I do not propose to provide a in-depth evaluation of Sesko's time at Manchester United to date. He has been in the lineup on four occasions in the top flight in a highly unpredictable team, found the net twice, and had a mere of 116 contacts with the ball. What precisely are we analysing? And will I attempt to replicate Gary Neville's and Ian Wright's notable debate "Argument Over Benjamin Sesko", in which two famous analysts duel thrillingly on a popular show over whether Sesko needs 10 goals to be deemed successful this season (one pundit), or whether it's really more like 12 or 13 (the other).
A Harsh Reality
For all this I enjoyed watching him at his former club: a big, fast sports car of a striker, playing in a team ideally suited to his abilities: afforded the license to rampage but also the leeway to miss.

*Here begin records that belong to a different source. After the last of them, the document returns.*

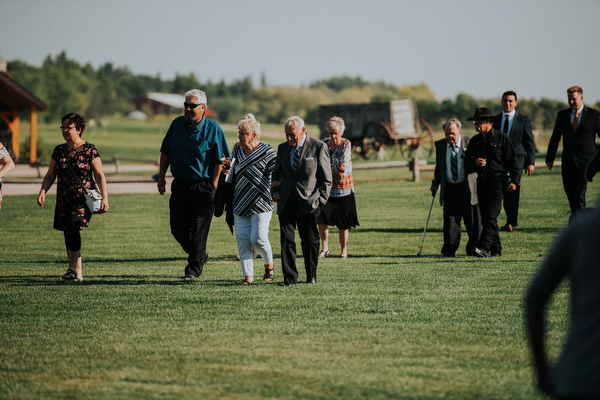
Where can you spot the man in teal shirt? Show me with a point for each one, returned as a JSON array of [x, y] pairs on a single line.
[[193, 148]]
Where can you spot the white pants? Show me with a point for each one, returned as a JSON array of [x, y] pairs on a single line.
[[253, 231]]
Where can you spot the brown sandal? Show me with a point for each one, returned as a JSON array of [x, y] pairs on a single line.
[[269, 275]]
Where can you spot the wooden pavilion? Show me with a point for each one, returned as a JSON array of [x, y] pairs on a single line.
[[14, 99]]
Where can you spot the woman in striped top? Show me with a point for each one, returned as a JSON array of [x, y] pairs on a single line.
[[252, 203]]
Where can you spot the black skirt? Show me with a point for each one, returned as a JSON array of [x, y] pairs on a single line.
[[339, 211]]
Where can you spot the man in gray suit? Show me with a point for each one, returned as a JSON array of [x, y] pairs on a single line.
[[458, 194], [518, 129], [301, 184]]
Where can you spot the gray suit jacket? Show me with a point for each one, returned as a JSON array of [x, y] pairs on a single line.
[[521, 137], [439, 175], [311, 182]]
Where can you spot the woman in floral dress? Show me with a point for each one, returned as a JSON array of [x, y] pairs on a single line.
[[340, 209], [75, 156]]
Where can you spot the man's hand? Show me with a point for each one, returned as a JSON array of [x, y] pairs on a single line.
[[480, 162], [161, 185], [530, 169]]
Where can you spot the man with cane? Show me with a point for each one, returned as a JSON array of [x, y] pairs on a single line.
[[458, 193]]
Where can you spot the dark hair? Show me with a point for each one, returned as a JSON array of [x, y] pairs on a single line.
[[76, 120], [509, 93]]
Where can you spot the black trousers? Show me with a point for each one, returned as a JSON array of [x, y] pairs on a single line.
[[511, 199], [457, 207], [289, 218], [489, 192], [575, 185], [191, 209]]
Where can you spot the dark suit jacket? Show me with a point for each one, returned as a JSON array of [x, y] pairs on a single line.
[[579, 148], [521, 137], [311, 182], [439, 174]]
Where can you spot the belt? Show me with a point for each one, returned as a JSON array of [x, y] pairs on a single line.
[[456, 184]]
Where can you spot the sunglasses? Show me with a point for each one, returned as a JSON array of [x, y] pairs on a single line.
[[191, 106]]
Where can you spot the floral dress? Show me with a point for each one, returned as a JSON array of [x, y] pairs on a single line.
[[70, 196]]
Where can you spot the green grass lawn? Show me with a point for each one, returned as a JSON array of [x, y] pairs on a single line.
[[383, 324]]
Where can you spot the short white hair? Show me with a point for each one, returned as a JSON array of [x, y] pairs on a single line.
[[336, 122], [199, 94], [299, 122], [249, 125]]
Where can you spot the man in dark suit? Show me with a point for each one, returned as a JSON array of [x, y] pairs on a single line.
[[301, 184], [518, 129], [458, 193], [578, 126]]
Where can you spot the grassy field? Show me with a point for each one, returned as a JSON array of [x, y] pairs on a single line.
[[383, 324]]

And in part this is why United feels like the cruellest place he could possibly be at the moment: a place where "harsh judgments" are handed down in roughly the duration it takes to load a pre-roll ad, the club with the widest and most ruthless gulf between the patience and space he needs, and the time and air he is going to get.
There was a case of this over the national team pause, when a viral infographic conveniently stated that the player had been deemed – by a wide margin – the worst signing of the recent market by a poll of football representatives. And of course, the media are not the only ones in this. Club channels, influencers, anonymous X accounts with a oddly high number of pornbot followers: all parties with a vested interest is now essentially aligned along the same principles, an environment deliberately geared for controversy.
The Mental Cost
Endless scrolling and tapping. What is happening to us? Do we realize, on some level, what this infinite sluice of irritation is doing to our brains? Separate from the inherent strangeness of being a player in the middle of it all, aware on some surreal butterfly-effect level that each aspect about them is now essentially material, product, public property to be repackaged and exchanged.
Indeed, in part this is because United are United, the entity that continues to feed the narrative, a big club that must always be producing the strong emotions. However, in part this is a temporary malaise, a pendulum of opinion most clearly and harshly observed at this time of year, roughly four weeks after the window has closed. All summer long we have been desiring players, eulogising them, drooling over them. Yet, only a handful of games later, many of those very players are already being disdained as broken goods. Should we start to be concerned about a new signing? Was Arsenal's purchase of Viktor Gyökeres wise? What was the purpose of Randal Kolo Muani?
The Bigger Picture
It feels appropriate that he meets Liverpool on the weekend: a team simultaneously 13 months unbeaten at home in the league and yet in their own situation of feverish crisis, like filing a a report on a person who popped to the store 30 minutes ago. Defensively suspect. Mohamed Salah past his prime. Alexander Isak waste of money. The coach losing his hair.
Perhaps we have not yet quite grasped the way the storyline of football has begun to supplant football itself, to influence the way we view it, an entire sport repivoted around talking points and reaction, something that happens in the background while we scroll through our phones, unable to detach from the saline drip of opinions and further hot takes. Perhaps this player taking the hit right now. But in a way, we're all losing a part of the experience here.